Then, they say, the arrived off Qaysun,
and Fairweather Woman,
    the headwater woman of Swiftcurrent Creek,
        came out to meet them.
«Hello, my brothers. I’ll give you directions.
The eldest brother sits amidships.
He’s in charge of the canoe.
His name will be
    Spirit Half of Whose Voice is the Voice of the Raven.
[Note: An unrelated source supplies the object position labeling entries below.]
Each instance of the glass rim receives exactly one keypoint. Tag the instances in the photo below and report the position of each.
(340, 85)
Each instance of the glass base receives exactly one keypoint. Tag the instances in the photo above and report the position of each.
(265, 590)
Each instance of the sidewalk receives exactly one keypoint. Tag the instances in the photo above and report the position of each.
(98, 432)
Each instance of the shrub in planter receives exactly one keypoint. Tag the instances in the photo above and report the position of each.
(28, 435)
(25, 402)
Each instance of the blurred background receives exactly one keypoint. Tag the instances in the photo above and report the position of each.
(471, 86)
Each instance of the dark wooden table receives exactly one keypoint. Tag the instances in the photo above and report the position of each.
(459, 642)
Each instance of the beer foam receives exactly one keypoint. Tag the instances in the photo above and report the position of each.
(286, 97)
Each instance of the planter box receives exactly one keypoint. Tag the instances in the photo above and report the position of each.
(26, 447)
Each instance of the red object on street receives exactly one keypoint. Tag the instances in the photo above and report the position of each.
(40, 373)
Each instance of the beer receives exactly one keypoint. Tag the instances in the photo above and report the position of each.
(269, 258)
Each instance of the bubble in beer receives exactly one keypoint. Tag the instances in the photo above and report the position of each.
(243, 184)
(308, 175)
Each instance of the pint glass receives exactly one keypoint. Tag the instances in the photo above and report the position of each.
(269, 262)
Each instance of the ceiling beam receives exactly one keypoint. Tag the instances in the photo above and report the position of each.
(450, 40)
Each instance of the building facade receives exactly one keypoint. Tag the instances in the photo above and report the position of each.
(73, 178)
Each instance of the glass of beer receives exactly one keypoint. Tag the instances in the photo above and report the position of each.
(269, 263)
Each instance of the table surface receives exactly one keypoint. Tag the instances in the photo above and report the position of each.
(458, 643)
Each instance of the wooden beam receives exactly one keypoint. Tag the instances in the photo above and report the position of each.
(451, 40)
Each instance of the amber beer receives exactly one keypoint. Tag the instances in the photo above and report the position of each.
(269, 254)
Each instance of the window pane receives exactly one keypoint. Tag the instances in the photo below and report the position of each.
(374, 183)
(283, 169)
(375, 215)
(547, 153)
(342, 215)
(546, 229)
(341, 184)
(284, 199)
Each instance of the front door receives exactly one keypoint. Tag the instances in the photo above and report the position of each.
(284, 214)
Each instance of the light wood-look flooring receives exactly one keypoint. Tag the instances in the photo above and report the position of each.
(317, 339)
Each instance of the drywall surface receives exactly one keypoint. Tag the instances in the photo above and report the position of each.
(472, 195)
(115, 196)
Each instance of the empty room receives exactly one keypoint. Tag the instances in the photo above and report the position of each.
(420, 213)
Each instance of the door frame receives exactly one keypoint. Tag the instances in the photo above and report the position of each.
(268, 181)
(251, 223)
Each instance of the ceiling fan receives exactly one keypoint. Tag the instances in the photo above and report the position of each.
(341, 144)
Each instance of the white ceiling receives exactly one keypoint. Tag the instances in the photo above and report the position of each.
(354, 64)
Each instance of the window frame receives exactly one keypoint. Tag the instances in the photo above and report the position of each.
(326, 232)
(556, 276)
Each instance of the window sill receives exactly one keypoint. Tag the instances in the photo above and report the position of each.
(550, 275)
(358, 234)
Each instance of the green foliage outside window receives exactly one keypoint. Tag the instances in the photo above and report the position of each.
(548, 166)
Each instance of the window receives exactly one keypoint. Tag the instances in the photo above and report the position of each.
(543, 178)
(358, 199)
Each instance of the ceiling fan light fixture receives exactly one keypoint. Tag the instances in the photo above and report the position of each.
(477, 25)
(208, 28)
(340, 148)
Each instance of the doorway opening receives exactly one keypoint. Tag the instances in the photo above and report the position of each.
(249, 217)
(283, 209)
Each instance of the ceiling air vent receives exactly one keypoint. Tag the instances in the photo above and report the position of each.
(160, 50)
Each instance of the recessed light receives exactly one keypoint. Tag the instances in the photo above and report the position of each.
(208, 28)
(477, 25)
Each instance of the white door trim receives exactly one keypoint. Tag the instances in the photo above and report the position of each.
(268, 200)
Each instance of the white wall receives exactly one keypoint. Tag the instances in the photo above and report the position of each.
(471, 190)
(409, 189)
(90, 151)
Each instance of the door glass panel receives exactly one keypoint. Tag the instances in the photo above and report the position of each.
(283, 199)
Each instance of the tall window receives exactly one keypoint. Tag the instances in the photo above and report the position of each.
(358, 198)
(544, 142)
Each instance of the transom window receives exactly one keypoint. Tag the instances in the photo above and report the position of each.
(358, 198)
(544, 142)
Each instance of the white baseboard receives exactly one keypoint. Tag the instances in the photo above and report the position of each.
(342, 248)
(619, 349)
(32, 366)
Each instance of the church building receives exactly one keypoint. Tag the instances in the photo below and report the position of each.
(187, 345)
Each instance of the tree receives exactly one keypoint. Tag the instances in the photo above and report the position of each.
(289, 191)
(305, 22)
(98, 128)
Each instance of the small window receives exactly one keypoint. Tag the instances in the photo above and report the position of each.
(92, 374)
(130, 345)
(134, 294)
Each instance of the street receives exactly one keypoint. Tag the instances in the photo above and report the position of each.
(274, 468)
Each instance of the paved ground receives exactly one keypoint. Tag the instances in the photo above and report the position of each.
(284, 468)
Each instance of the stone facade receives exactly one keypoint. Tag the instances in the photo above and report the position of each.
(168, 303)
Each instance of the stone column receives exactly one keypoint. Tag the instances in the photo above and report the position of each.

«Half of the canoe should be Eagle
and half of it Raven.
Half of the dancing hats should be black
and half of them white.

«Next will be the one whose name is
    Spirit with the Bulging Eyes.
Next will be Pierced by a Wren.
Next, the Spirit Who Holds up the Sky while He Travels.
Next, the Spirit Who Runs on the Water.
Next, the one named Swimming Puffin Spirit.
Next, the one called Necklace of Clouds.
Next, the Spirit Who Lies on His Back on the Water.
Next, the Spirit Who Handles the Bow Pole.
He will set the course of the canoe.
He will take you wherever you go
to give power to people.
And the next to the youngest
    will be Falcon Feather Floating on the Water.

«Your sister, who sits in the stern,
will be called the Spirit Woman Who Keeps Bailing.

«Now, my brothers, take your seats in the canoe.
Go to Charcoal Island.
He’s the one who paints the spirit beings.
He will paint you.

«For four nights you will dance in your canoe.
Then you will be finished with your changing.»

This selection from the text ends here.